2022年、今年最後の記事は虫歯について書いていきたいと思います。
 
虫歯は一般的な疾患ですが、予防可能な病気です。最近の疫学的データは世界的な有病率が過去25年間高いままであることを報告しています。
 
虫歯は微生物のバイオフィルムによって誘発される疾患であり、発酵性炭水化物の食事供給によって促進・維持されます。微生物のバイオフィルムが停滞している領域でエナメル質を脱灰して虫歯となります。エナメル質の脱灰が進行すると象牙質に細菌が侵入し加速度的に虫歯は進行して内部で拡がっていきます。
健全な状態であれば、エナメル質と象牙質の石灰化した殻が歯髄(歯の神経)を自然に保護しますが、未治療の虫歯は深い病変に進行し、歯髄の炎症反応を誘発し、歯髄の壊死、膿瘍と続き最終的には歯の喪失に至る可能性があります。
実験動物モデルを用いた研究で、歯髄が虫歯によって露出する前から細菌産生産物が象牙質を通って歯髄炎を誘発することが報告されています。
エナメル質の内層の象牙質は多孔質であるため、象牙質に侵入した虫歯があると歯髄炎を誘発するリスクが発生してしまいます。
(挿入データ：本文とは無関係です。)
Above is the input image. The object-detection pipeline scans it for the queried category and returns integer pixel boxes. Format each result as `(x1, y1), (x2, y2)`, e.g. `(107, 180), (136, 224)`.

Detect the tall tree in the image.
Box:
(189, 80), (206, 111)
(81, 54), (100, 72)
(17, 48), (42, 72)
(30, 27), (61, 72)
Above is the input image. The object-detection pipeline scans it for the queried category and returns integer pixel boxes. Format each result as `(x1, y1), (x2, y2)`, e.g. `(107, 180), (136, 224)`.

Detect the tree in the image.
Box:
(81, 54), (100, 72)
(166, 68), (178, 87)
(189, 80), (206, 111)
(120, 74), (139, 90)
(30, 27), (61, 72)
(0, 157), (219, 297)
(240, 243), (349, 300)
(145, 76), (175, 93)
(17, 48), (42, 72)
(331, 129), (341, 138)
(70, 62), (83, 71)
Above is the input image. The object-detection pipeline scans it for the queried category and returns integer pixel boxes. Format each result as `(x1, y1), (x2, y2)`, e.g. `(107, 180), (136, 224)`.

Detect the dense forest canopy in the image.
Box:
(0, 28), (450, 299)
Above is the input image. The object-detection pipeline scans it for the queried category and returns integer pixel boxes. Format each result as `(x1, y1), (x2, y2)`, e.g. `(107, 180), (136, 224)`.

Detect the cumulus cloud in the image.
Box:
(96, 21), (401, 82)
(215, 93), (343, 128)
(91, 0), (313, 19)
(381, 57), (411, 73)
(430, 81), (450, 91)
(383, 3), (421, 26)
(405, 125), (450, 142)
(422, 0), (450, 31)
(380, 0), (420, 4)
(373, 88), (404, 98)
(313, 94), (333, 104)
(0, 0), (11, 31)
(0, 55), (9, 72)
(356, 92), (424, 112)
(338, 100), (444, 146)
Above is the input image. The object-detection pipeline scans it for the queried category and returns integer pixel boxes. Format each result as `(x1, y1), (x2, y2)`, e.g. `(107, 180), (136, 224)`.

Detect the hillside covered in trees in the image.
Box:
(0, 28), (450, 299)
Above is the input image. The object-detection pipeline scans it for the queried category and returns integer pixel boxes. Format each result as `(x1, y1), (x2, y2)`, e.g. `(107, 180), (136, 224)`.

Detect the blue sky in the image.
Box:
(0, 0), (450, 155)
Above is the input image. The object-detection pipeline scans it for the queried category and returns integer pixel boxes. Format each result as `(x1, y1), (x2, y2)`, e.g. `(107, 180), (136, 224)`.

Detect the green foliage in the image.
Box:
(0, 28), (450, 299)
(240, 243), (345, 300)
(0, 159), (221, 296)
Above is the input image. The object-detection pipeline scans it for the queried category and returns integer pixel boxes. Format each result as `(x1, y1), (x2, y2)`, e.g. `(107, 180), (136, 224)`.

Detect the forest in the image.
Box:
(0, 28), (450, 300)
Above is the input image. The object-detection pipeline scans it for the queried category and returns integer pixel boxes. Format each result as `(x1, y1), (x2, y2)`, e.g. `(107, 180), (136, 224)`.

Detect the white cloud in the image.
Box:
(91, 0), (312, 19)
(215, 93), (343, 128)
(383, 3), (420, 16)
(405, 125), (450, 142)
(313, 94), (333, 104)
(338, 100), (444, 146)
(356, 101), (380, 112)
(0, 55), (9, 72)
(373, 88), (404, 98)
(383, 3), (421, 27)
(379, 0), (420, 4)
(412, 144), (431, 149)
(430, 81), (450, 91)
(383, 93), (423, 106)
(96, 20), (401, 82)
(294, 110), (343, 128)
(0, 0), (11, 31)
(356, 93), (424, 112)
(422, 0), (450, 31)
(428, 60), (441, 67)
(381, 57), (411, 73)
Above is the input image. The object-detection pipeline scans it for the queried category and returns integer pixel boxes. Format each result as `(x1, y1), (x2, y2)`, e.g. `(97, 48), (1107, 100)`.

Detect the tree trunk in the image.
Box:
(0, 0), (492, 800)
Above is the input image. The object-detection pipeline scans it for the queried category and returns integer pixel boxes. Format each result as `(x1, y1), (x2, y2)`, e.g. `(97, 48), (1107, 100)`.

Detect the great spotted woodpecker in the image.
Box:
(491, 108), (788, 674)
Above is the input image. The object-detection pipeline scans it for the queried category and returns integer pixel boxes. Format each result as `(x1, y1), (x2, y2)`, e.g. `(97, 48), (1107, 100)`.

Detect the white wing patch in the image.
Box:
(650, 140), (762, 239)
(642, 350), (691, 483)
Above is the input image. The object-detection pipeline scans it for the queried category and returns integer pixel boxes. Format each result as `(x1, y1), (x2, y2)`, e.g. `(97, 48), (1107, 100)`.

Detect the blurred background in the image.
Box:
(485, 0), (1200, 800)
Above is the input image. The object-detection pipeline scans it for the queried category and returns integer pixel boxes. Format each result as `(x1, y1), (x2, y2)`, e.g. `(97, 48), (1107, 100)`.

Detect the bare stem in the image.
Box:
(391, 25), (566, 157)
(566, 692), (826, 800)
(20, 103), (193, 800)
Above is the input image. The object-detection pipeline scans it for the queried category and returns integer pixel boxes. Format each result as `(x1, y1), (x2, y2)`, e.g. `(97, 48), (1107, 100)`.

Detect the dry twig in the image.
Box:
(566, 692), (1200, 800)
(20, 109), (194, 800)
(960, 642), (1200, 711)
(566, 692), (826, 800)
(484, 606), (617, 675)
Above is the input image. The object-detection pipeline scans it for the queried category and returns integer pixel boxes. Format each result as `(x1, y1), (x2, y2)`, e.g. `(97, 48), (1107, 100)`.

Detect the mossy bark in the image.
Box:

また、象牙質で虫歯は横方向にも拡がっていく為、脆くなったエナメル質が欠損して歯がある日突然欠けたなんて事が起きてしまいます。
エナメル質が欠けるほど象牙質内で虫歯が拡がっている場合、その多くは既に歯髄に近接しているか到達していることがほとんどなのです。
虫歯によって歯が欠けた場合、歯の神経を取るかどうかの瀬戸際にあると思ってください。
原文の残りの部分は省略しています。